Due to the continuous development of online Internet technology, the data obtained from the network, both species and quantities, are very complex, it is necessary to improve the data storage and processing technology, so as to give full play to the use of data value [4]. The data processing technology based on Hadoop framework can realize the storage of large amounts of data and successfully carry out data mining, so as to provide the basis for enterprise decision-making. Through the construction of accurate marketing model and large data marketing platform, the customer’s personalized precision service marketing was realized, which has a good application value to our online precision marketing. Through the application research of big data technology in H group of our country, after constructing the corresponding online precision marketing platform, the enterprise related big data was excavated to provide targeted and precise marketing strategy. The construction of the precise marketing system platform based on large data provides some reference for the development of online marketing strategy of Chinese enterprises, which is beneficial to reduce the cost of enterprises and enhance the core competitiveness of enterprises, and is conducive to the healthy and long-term development of enterprises.

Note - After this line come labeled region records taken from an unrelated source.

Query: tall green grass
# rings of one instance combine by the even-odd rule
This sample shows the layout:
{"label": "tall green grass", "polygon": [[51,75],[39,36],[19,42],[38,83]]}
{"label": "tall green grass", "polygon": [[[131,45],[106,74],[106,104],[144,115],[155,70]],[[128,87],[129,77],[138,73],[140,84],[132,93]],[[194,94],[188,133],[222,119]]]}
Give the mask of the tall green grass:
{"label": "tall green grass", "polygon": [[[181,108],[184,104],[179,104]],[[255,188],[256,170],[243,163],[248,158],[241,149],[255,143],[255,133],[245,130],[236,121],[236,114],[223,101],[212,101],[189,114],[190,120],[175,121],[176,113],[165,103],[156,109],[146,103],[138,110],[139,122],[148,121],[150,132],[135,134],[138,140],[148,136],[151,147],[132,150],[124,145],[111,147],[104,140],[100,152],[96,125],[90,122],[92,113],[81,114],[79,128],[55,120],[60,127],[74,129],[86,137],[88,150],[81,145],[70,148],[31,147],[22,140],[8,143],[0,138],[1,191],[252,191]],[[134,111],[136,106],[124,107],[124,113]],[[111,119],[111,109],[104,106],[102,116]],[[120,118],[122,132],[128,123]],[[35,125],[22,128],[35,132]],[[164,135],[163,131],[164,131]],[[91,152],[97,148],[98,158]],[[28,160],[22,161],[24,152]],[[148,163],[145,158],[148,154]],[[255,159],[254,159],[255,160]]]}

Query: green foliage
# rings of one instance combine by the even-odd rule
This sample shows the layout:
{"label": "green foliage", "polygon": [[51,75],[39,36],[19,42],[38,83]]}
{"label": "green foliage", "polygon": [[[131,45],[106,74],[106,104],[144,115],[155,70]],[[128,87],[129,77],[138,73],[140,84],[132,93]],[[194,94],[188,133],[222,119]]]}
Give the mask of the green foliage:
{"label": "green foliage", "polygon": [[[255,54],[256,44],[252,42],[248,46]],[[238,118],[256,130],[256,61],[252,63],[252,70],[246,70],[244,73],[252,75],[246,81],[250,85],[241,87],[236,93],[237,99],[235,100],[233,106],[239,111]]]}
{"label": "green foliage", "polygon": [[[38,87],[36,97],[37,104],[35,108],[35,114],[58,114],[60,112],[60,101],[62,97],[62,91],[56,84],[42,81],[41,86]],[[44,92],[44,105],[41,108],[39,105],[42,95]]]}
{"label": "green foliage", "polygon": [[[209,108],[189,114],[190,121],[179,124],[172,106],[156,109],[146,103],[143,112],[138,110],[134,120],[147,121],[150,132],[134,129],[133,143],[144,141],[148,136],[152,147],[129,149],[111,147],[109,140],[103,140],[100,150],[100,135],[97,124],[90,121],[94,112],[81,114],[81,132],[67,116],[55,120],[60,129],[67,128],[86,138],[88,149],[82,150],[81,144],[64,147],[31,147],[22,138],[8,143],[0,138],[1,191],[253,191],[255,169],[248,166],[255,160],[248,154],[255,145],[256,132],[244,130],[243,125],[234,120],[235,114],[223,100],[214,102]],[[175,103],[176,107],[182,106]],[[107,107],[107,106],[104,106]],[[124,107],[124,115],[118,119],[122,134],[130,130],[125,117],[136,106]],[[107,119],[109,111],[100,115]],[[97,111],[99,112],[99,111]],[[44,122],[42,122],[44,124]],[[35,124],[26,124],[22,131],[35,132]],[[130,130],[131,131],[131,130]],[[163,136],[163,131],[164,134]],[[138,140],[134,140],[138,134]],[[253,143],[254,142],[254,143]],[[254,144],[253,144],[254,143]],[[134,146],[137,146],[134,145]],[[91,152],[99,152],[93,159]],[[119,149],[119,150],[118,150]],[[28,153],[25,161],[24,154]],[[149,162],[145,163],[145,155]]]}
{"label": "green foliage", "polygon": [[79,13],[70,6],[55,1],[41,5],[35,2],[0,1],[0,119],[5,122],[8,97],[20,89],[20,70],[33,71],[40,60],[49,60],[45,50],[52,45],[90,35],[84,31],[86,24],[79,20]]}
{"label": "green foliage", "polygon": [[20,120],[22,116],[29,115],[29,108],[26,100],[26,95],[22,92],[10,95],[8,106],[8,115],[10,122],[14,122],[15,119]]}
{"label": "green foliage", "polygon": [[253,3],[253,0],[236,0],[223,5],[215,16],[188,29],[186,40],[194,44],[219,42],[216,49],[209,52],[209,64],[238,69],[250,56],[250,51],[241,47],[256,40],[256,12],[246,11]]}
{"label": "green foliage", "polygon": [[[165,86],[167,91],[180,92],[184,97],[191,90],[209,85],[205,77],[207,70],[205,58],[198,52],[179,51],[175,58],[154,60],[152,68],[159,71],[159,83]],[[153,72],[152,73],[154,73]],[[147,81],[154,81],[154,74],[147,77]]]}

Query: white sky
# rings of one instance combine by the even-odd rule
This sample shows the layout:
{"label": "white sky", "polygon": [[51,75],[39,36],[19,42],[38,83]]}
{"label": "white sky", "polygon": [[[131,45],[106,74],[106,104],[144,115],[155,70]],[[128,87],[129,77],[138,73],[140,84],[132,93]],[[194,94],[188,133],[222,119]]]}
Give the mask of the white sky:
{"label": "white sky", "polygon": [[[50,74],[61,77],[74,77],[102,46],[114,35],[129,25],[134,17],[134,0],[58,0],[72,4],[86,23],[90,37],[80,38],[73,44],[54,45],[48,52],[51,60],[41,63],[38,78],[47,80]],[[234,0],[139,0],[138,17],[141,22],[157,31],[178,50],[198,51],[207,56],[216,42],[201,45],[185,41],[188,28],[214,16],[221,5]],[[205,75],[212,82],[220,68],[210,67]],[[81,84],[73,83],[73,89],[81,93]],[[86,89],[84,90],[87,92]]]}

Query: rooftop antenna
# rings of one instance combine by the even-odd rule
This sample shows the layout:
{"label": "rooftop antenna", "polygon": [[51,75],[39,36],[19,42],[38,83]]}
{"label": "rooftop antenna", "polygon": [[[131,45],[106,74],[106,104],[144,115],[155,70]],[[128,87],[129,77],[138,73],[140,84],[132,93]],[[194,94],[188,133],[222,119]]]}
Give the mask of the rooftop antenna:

Big data theory and precise marketing theory
Research on large data theory and its application
With the continuous development of Internet technology, more and more information exchange has come into being, and big data has been derived from it, which implements extreme information management and processing of one or more dimensions. By collecting data from multiple platforms of the Internet, the obtained data is analyzed and processed [5]. Big data is used to analyze the specific application, its specific steps are to collect and control information, and then to use appropriate mathematical algorithms for observation and prediction. Finally, it is applied to the optimization and decision-making of specific business, as shown in Fig. 1. Compared with the traditional information processing, large data has many characteristics that traditional information does not have. With the human society entering the information age, the data shows a geometric rate increase every day, therefore, the volume is huge and contains a great variety of data, such as text, video, pictures and other structured and unstructured data [6]. The data are processed by using a large data technology, which can realize the fast and accurate analysis by using various analysis tools. The analysis of the internal correlations of different types of data can achieve very high value returns [7].

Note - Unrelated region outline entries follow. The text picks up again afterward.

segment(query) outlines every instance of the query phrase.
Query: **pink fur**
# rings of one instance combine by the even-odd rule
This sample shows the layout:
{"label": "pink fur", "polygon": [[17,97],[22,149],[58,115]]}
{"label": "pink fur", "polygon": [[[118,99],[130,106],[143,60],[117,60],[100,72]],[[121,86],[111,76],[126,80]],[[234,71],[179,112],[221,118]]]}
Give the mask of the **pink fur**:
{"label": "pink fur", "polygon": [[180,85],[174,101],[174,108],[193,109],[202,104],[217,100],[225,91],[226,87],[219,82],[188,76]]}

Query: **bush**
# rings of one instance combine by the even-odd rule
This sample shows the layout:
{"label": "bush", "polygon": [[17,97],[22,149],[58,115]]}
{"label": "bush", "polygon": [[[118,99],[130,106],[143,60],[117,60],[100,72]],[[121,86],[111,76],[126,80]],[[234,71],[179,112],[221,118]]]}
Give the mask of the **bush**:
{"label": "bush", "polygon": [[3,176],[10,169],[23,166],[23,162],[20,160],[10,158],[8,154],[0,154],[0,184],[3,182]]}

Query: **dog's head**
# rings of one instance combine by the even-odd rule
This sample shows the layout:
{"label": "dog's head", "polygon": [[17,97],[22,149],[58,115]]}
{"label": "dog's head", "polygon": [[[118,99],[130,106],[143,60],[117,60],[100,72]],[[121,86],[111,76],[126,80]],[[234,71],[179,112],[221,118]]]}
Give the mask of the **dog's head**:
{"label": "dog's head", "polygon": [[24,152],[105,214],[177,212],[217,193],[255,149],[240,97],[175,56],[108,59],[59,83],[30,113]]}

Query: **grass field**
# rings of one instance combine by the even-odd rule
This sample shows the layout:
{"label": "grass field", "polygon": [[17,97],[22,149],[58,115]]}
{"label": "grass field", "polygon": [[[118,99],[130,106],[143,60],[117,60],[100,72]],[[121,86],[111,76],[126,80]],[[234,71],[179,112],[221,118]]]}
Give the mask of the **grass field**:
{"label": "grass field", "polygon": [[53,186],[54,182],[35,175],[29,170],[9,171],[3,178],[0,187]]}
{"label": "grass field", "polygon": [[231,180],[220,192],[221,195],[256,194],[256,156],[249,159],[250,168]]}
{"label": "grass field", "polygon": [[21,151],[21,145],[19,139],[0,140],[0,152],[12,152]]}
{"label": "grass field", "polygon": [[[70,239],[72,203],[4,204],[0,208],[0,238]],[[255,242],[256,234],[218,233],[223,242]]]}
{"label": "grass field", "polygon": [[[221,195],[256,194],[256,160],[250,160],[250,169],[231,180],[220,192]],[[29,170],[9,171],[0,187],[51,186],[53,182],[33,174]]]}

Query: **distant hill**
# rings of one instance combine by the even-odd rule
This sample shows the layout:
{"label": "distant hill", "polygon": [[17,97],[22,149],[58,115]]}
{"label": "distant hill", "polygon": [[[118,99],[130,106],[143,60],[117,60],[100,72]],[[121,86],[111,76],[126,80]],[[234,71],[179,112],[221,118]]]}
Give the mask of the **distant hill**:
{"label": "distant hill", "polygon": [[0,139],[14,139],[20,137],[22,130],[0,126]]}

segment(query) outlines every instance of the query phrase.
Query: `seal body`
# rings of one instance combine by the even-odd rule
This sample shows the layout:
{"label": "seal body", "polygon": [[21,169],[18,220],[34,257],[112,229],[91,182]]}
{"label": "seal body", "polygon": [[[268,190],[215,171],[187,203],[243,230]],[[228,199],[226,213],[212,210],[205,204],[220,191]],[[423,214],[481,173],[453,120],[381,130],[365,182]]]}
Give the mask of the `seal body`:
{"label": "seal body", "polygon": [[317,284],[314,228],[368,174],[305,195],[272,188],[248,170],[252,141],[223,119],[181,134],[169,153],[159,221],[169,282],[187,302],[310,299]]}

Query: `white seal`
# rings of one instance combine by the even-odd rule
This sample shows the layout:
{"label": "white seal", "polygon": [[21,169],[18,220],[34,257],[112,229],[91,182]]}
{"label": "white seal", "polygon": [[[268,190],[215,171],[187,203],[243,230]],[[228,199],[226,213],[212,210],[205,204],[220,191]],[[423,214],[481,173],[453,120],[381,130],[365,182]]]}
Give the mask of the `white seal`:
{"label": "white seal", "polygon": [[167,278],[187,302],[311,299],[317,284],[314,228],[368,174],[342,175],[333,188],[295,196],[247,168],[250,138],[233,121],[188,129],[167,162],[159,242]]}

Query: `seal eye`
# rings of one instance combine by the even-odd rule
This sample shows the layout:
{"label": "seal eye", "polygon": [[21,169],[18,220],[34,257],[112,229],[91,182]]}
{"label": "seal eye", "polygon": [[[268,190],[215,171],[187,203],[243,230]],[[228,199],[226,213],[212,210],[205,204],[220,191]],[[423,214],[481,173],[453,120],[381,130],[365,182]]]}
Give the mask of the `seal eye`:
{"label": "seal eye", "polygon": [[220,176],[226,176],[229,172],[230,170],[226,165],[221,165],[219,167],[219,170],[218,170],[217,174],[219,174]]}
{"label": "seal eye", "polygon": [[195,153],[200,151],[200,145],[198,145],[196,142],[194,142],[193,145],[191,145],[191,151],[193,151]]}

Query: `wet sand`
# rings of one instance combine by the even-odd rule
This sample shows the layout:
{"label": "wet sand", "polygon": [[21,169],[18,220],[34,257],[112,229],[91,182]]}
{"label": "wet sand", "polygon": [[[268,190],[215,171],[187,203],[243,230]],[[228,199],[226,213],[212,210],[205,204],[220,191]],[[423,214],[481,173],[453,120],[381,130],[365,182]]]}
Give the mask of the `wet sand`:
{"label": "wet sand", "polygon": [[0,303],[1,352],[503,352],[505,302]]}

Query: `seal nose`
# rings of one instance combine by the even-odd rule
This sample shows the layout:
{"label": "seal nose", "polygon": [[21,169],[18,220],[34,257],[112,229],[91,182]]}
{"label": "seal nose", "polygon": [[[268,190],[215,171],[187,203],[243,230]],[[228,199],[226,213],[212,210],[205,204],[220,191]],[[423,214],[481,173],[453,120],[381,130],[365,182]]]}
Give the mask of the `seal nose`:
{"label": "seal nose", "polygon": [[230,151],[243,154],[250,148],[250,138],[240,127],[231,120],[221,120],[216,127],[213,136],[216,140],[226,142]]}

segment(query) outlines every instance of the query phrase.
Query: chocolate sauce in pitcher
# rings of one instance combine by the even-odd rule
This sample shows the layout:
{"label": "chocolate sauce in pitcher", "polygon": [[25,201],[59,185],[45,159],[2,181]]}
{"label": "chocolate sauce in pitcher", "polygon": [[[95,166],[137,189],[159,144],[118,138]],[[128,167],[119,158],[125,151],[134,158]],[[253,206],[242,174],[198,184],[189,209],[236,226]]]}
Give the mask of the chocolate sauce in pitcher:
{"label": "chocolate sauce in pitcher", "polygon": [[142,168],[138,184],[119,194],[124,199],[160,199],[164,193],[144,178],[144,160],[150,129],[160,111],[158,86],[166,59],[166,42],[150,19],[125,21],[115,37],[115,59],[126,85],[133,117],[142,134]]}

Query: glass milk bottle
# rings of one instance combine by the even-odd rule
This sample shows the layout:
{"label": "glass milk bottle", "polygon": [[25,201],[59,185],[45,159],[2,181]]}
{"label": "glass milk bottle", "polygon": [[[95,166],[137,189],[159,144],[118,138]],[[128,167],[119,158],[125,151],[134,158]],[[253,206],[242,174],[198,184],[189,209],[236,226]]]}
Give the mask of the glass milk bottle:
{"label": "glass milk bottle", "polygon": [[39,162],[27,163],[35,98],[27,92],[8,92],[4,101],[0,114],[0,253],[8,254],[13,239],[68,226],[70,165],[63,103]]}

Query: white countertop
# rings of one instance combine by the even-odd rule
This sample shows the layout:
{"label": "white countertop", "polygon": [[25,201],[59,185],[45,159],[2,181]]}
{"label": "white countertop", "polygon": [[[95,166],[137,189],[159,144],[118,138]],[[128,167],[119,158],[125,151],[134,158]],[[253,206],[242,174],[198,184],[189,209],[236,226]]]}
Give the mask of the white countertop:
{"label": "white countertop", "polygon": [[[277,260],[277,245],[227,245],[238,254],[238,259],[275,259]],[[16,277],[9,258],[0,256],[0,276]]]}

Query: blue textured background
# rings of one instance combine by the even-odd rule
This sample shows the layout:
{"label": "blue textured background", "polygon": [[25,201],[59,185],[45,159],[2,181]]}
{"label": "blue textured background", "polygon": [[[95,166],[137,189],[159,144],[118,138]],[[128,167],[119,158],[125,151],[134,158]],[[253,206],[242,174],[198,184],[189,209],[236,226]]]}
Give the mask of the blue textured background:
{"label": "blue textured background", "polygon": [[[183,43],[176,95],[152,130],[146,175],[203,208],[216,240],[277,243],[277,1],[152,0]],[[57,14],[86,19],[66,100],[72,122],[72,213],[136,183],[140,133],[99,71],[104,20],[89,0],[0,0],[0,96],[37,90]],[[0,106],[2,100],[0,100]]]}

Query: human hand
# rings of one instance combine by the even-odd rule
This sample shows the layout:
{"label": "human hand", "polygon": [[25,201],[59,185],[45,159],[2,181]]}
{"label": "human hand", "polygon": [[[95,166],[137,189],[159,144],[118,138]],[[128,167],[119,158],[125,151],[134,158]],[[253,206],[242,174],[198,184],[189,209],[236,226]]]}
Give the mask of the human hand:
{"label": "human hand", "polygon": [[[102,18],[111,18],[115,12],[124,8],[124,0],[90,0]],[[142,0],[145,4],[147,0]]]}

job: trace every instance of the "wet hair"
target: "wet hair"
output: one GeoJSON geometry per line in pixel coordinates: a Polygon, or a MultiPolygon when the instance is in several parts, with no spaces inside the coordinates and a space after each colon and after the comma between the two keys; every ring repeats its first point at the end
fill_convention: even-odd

Big data application steps.

Big data based on Internet technology.

User life cycle model.
At present, large data technology has been applied to various industries, and greatly promoted the socio-economic development, and even to a certain extent, changed people’s way of production [8]. The mining of large data can identify and analyze the laws and patterns related to human social activities, and provide scientific basis for people’s decision support. In particular, it is more common for Internet-related industry applications. In the field of business intelligence, for example, large data technology can be used to develop a complete business decision-making program based on the results of large data analysis [9]. The most successful case is the Starbucks in the global financial crisis of 2008, it can find the suitable position for store operation by data mining, and carry out new business and rival its competitors at one stroke [10]. In addition, in the field of public services, large data can also help the government to make macroeconomic decisions, including earthquake relief and urban management and other aspects. The first industry area for big data applications is marketing. Enterprises carry out targeted advertising to users and product recommendations through the analysis and research of network user behavior information data and data mining technology [11].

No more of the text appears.